Paris é um Festa é um livro de memórias biográficas do escritor durante os anos 20 enquanto viveu e conviveu em Paris com diversos outros artistas dentre eles escritores famosos como Ezra Pound, Gertrude Stein e F. Scott Fietzgerald.

O olhar de Hemingway sobre os seus colegas escritores acaba por humanizá-los a tal ponto desses grandes nomes da literatura se tornaram também personagens cheios de suas peculiaridades, incluindo qualidades e defeitos. Destaco em especial o relacionamento de Hemingway com o Fietzgerald - autor de O Grande Gatsby (1922) - que rendeu momentos cômicos no final da obra.

Hemingway possui um estilo narrativo de ser objetivo na mensagem deseja passar ao leitor sem floreios ou lirismo das escolas literárias românticas anteriores a ele. Isso porém não perde a beleza e a poesia de sua forma de escrita que flui entre as páginas ao descrever a sua Paris, cheia de cores, sons e garrafas de champagne, enquanto ele se dedicava aos seus contos para conseguir sobreviver neste mundo tão diferente dos EUA, sua terra natal.

É interessante notar que o narrador-personagem coloca uma ênfase em dois coisas nesses anos narrados em suas memórias: a pobreza que se encontrava e a dificuldade dele como escritor em esboçar um romance completo, o que irá culminar no final de Paris é uma Festa junto com outros acontecimentos que mudará a vida de Hemingway para sempre.

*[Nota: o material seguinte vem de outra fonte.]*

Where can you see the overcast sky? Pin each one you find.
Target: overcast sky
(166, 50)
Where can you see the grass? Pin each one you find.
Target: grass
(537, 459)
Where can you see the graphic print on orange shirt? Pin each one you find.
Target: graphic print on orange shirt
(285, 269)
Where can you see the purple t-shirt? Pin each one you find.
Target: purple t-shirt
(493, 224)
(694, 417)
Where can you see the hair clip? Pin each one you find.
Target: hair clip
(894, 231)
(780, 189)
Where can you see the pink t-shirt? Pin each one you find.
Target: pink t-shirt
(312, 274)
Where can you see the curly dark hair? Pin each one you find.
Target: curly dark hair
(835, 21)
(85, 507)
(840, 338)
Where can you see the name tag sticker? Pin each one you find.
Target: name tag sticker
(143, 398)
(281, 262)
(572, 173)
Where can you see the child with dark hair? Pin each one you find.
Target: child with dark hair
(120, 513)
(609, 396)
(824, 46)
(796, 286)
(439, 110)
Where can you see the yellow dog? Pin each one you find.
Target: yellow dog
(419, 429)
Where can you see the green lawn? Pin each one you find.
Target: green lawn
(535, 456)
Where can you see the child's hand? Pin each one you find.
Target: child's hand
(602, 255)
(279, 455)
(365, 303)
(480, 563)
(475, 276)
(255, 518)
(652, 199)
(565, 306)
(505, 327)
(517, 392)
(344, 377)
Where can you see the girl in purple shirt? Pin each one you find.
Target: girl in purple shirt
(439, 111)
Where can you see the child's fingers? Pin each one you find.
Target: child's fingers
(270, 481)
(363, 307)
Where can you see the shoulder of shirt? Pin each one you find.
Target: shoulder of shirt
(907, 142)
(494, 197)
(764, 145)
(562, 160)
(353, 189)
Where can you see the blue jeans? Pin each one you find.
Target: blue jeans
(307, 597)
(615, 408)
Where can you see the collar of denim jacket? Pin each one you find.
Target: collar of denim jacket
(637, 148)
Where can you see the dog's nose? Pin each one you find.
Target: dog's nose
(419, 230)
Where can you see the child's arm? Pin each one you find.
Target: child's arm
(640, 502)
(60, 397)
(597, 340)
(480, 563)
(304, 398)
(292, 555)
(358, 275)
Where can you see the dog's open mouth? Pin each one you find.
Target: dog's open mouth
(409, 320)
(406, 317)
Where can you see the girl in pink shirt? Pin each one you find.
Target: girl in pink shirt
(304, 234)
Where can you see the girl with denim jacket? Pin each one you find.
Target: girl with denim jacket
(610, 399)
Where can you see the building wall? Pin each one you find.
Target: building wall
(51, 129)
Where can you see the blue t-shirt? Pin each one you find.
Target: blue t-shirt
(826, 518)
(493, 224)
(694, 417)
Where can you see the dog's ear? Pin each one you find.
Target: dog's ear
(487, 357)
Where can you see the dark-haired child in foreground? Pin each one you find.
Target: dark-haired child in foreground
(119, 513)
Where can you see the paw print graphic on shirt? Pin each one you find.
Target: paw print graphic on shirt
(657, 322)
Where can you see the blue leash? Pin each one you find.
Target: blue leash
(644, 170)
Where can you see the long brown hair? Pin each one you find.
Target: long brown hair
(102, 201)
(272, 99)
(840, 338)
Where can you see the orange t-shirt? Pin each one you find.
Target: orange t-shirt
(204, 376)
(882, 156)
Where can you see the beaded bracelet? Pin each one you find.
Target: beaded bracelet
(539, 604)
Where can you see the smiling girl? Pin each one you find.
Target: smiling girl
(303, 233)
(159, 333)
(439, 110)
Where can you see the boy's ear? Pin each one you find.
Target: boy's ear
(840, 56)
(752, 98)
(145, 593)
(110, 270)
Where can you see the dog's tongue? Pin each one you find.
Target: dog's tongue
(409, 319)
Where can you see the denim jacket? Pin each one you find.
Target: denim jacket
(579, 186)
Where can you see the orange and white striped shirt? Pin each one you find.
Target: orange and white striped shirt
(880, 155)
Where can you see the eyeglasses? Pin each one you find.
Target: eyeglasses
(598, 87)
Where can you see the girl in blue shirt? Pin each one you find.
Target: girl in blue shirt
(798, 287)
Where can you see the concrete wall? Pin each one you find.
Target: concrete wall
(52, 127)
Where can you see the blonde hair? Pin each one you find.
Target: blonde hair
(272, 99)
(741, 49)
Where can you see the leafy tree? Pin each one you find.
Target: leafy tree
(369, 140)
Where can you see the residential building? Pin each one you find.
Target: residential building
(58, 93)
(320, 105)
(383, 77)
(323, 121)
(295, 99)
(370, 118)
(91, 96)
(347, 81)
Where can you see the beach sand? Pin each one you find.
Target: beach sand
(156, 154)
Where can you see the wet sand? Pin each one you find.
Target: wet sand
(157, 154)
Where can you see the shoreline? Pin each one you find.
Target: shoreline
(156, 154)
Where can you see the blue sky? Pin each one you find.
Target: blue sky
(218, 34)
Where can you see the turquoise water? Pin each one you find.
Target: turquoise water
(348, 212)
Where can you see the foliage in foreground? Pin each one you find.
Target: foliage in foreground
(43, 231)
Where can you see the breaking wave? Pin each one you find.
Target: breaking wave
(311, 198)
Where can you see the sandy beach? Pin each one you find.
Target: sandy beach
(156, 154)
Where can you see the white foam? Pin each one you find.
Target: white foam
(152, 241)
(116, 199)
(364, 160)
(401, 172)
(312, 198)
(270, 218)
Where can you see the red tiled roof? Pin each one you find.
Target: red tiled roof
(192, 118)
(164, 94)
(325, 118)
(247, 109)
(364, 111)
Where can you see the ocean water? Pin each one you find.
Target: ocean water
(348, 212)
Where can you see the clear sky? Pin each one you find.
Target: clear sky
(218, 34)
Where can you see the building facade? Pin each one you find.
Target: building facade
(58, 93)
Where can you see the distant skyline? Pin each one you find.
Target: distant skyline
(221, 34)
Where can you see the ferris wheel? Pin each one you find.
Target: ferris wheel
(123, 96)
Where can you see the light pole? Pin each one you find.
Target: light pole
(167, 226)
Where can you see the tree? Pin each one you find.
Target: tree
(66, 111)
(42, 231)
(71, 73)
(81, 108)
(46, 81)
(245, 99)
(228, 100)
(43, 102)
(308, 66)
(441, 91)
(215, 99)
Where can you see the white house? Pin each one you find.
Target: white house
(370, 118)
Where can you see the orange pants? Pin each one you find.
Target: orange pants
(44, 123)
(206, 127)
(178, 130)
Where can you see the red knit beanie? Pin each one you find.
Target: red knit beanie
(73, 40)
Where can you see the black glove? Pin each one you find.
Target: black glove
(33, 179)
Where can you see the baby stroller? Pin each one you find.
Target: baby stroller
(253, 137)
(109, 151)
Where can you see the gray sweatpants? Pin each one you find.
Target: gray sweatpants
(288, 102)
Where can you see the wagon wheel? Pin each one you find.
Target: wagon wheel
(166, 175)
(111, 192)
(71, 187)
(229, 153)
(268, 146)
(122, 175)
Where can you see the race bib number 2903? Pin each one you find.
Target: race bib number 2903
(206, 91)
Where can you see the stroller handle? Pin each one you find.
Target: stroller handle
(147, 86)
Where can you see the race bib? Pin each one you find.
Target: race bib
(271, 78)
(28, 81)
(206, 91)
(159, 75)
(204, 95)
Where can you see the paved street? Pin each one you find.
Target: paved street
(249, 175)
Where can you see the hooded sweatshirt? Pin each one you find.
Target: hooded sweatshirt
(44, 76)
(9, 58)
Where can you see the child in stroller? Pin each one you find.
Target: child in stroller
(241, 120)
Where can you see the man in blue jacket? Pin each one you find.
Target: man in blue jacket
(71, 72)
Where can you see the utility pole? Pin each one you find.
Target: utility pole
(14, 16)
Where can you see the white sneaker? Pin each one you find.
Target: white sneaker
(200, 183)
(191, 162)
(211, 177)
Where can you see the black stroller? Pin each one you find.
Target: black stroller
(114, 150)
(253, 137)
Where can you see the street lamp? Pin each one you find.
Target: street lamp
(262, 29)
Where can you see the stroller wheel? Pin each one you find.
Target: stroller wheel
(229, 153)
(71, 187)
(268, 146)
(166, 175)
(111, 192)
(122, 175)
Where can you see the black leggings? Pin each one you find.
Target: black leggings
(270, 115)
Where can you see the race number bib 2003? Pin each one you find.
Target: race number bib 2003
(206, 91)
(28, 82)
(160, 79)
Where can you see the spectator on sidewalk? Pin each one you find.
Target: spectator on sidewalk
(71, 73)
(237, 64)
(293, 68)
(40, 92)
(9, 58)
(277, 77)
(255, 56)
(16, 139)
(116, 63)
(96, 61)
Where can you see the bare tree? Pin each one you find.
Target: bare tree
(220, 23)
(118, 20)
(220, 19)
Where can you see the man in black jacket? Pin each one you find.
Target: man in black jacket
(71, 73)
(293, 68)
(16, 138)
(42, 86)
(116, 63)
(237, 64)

A obra em si mesma é um testemunho de um escritor em um ponto de transição de sua vida que ainda não havia atingido o clímax, mas que se encaminhava para ele nestes anos narrados em Paris. Hemingway é muitas vezes modesto em relação a sua obra e posição como escritor quando se comparava a um de seus colegas. Até pode se afirmar que ele não achava que conseguiria produzir uma grande obra e nos dá a entender que ele acreditava que morreria esquecido.

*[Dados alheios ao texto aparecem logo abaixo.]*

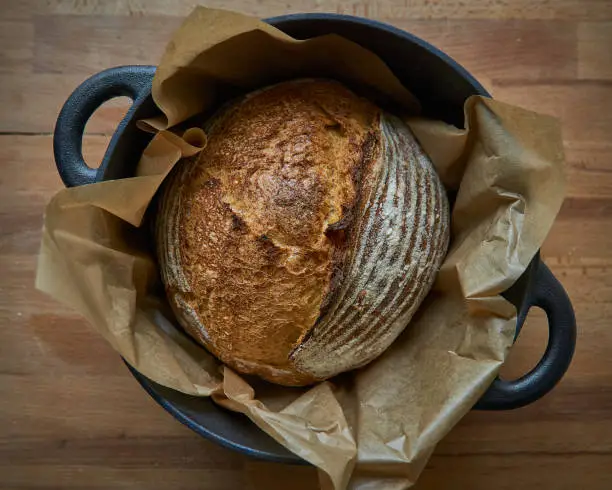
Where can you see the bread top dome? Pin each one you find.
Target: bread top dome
(305, 235)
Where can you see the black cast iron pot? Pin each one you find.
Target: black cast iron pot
(440, 84)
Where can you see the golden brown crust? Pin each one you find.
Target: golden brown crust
(306, 235)
(247, 261)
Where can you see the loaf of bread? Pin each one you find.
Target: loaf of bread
(302, 240)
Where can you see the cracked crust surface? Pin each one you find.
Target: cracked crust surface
(264, 240)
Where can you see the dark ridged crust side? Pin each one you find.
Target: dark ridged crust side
(246, 237)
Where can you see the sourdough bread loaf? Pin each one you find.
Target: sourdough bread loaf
(301, 241)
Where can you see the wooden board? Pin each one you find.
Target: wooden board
(70, 414)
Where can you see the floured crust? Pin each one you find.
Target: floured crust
(305, 236)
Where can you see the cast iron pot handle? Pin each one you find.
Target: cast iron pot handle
(551, 297)
(131, 81)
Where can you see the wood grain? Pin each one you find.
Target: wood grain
(70, 414)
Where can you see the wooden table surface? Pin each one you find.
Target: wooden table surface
(70, 414)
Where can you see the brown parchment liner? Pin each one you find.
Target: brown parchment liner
(374, 428)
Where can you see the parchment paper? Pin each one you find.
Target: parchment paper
(374, 428)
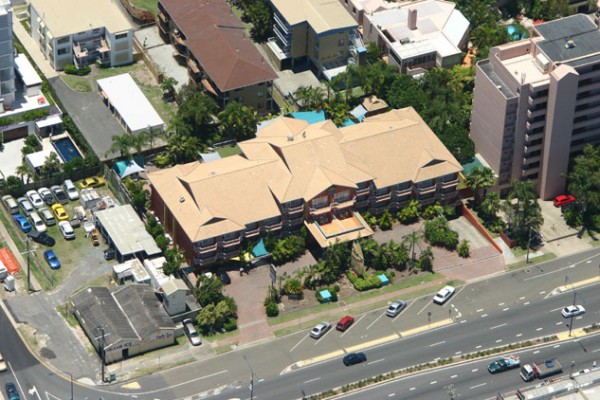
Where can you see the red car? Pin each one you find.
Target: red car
(563, 200)
(344, 323)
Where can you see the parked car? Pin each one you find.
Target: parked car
(51, 259)
(319, 330)
(443, 295)
(572, 311)
(71, 190)
(191, 332)
(11, 204)
(60, 213)
(25, 206)
(354, 358)
(344, 323)
(35, 198)
(47, 216)
(42, 238)
(395, 308)
(60, 195)
(110, 254)
(66, 229)
(563, 200)
(12, 392)
(22, 223)
(47, 196)
(37, 222)
(94, 181)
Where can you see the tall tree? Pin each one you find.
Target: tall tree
(480, 179)
(523, 211)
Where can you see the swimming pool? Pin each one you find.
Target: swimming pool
(66, 149)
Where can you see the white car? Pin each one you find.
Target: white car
(47, 196)
(66, 229)
(35, 198)
(443, 295)
(319, 330)
(572, 311)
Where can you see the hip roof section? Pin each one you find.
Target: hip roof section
(216, 38)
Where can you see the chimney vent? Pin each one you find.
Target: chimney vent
(412, 19)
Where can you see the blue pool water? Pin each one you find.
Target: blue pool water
(66, 149)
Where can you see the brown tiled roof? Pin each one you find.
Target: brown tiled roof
(215, 36)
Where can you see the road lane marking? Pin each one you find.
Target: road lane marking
(476, 386)
(436, 344)
(375, 320)
(300, 342)
(312, 380)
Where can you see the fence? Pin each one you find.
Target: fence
(55, 180)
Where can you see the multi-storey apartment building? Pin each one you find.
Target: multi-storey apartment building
(536, 103)
(221, 60)
(295, 174)
(7, 63)
(72, 32)
(415, 35)
(314, 34)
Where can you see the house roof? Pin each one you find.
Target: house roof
(216, 38)
(66, 17)
(321, 15)
(290, 160)
(132, 312)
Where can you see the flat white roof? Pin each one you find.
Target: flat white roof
(52, 120)
(26, 71)
(133, 106)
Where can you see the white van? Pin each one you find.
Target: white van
(11, 204)
(70, 189)
(47, 216)
(37, 222)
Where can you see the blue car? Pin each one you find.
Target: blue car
(22, 222)
(51, 259)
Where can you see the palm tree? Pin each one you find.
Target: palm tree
(480, 179)
(413, 240)
(23, 171)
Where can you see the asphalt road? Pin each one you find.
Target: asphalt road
(490, 313)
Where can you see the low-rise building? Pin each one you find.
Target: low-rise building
(315, 34)
(296, 174)
(210, 40)
(73, 32)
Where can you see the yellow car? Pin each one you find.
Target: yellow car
(59, 212)
(94, 181)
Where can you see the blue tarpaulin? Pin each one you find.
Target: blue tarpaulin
(325, 295)
(260, 250)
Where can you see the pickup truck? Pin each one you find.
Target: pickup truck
(504, 364)
(541, 370)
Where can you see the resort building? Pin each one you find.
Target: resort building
(414, 35)
(210, 40)
(296, 174)
(72, 32)
(7, 67)
(315, 34)
(536, 103)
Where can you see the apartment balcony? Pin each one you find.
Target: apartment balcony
(231, 242)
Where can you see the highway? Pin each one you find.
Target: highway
(509, 308)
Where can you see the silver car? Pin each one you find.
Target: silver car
(395, 308)
(320, 329)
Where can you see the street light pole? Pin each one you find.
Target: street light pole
(251, 378)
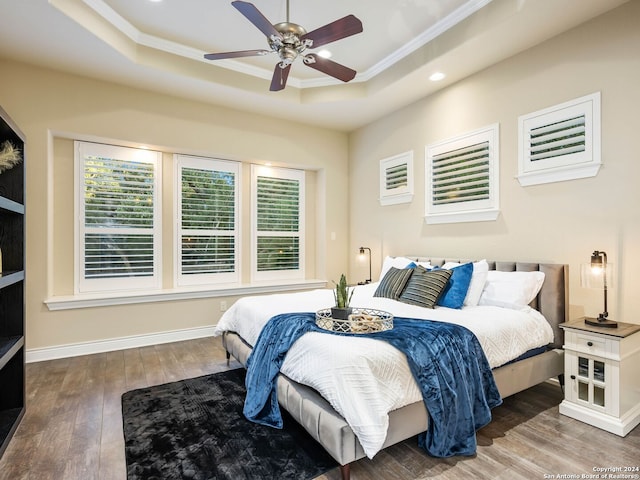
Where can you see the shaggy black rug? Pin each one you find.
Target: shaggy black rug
(195, 429)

O livro possui um clima nostálgico e saudosista de uma época que não irá mais voltar, de um tempo que ficou gravado em memórias e fotografias em preto e branco quando a arte ainda possuía um valor moral e belo para alguns homens e mulheres, em um período conturbado da história como foi o sangrento século XX. Todo esse cenário entre guerras e arte irá influenciar os romances de Hemingway como O Velho e o Mar (1952), o citado no livro O Sol Também se Levanta (1926) e Por que os Sinos Dobram (1940).

Este mundo de pintores e escritores bebendo e convivendo juntos meio que sem querer, cada um buscando à sua maneira fazer sua arte é o que fascina Hemingway que por consequência fascina também o leitor. Não é possível dizer que tudo narrado por ele realmente aconteceu ou tudo é ficção, como diz no primeiro capítulo do livro. Pode se dizer que o livro é ambas as coisas misturadas entre ficção e realidade que se completam de fatos que poderiam terem sido completamente esquecidos.

As memórias do autor nos jogam uma luz para não somente entender seu legado, mas também para conhecermos o homem por trás das palavras. Paris já deixou de ser uma festa há muito tempo, porém seus momentos de glória estão gravados nestas memórias de Ernest Hemingway para sempre no qual ele mesmo diz, foram anos que foi muito pobre porém feliz.